Continua l’ambizioso piano di riduzione dell’uso di antibiotici

Continua l’ambizioso piano di riduzione dell’uso di antibiotici
Continua l’ambizioso piano di riduzione dell’uso di antibiotici

L’intero settore avicolo e il Gruppo Amadori in primis sono sensibili al fenomeno dell’antibiotico-resistenza e a un uso sempre più responsabile del farmaco veterinario: su questi temi possiamo vantare importanti risultati raggiunti.
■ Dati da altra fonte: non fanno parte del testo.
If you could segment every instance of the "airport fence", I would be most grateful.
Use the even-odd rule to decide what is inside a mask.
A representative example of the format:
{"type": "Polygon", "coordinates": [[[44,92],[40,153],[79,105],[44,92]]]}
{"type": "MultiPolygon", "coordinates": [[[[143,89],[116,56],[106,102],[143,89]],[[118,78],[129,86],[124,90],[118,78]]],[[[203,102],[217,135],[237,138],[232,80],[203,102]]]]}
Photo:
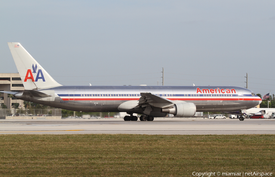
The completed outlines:
{"type": "Polygon", "coordinates": [[[0,109],[0,117],[7,116],[61,116],[61,109],[0,109]]]}

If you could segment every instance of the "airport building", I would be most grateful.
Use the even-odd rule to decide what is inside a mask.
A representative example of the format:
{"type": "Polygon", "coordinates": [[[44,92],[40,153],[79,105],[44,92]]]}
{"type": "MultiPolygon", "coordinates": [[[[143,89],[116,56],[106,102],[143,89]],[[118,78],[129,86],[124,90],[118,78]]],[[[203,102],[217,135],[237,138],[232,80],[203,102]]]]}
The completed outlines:
{"type": "MultiPolygon", "coordinates": [[[[0,73],[0,90],[19,92],[24,90],[18,73],[0,73]]],[[[23,108],[23,101],[17,99],[12,95],[0,93],[0,109],[5,104],[7,109],[13,109],[15,108],[15,105],[18,104],[18,108],[23,108]]]]}

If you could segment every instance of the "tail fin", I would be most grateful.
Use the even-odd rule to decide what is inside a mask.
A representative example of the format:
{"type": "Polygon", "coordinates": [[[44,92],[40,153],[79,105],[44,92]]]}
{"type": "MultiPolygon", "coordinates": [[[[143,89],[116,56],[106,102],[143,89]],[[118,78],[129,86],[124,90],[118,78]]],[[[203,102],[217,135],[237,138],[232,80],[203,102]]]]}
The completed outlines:
{"type": "Polygon", "coordinates": [[[8,42],[25,90],[46,88],[62,85],[51,76],[18,42],[8,42]]]}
Insieme a Unaitalia abbiamo promosso la stesura del “Piano Nazionale per l’uso responsabile del farmaco veterinario e la lotta all’antibiotico resistenza”, emanato dal Ministero della Salute nel luglio 2015.

Il Piano sanciva l'obiettivo di ridurre del 40% l’uso di antibiotici nella filiera avicola italiana entro fine 2018 rispetto ai dati 2011. Questo risultato è stato raggiunto a fine 2016.

In Amadori in questi anni abbiamo attuato diverse azioni volte a contenere l’uso di antimicrobici: miglioramento degli allevamenti, formazione continua degli allevatori e diverse attività di monitoraggio e autocontrollo.

Negli ultimi quattro anni, partendo dal dato 2015, abbiamo ridotto l’uso di antibiotici del 77,50 % in tutta la nostra filiera pollo e del 62,22% in tutta la nostra filiera tacchino (percentuale validata da CSQA, ente terzo di certificazione che dal 2015 valida tutti i nostri dati di utilizzo di antibiotici).

 

Ma non ci siamo fermati qui:

- da febbraio 2017 il nostro pollo Il Campese è allevato all’aperto senza uso di antibiotici

- da fine 2017 abbiamo esteso l’allevamento senza uso di antibiotici anche per il pollo allevato a terra e alimentato esclusivamente con mangimi vegetali e no OGM

- da febbraio 2019 abbiamo esteso l'allevamento senza uso di antibiotici anche a parte della filiera del tacchino, in particolare quello con alimentazione esclusivamente vegetale e NO OGM

- sin dal 2018 abbiamo già adottato nei nostri allevamenti la ricetta elettronica, che permette di monitorare in tempo reale l’uso di antibiotici, ed è stata resa obbligatoria in tutta Italia dal 1 gennaio 2019

 

Inoltre, occorre sempre ricordare che:

Amadori ricorre all’uso di antibiotici solo a scopo terapeutico e se strettamente necessario, in accordo coi veterinari aziendali e secondo i vincoli imposti dalle normative comunitarie, con l’unico scopo di garantire la salute degli animali.

In caso di utilizzo, gli animali devono superare il “periodo di sospensione”, tempo necessario affinché il principio attivo del farmaco sia smaltito prima della macellazione: una condizione verificata dai veterinari pubblici sia in allevamento sia negli stabilimenti di trasformazione. La scelta di Amadori è quella di aggiungere almeno un giorno al tempo di sospensione richiesto dalle normative comunitarie.

I risultati del Piano Nazionale Residui (PNR) del Ministero della Salute (piano di campionamento effettuato dalle ASL per verificare l’utilizzo corretto dei farmaci secondo le norme comunitarie) confermano che nei polli italiani non ci sono residui di antibiotici pericolosi per l’uomo.

Dal 1° gennaio 2006 su tutto il territorio europeo è vietato l’utilizzo di antibiotici promotori della crescita: in Amadori li avevamo esclusi già dal 2001 dalla dieta dei nostri polli della linea 10+, 5 anni prima dell’entrata in vigore del divieto.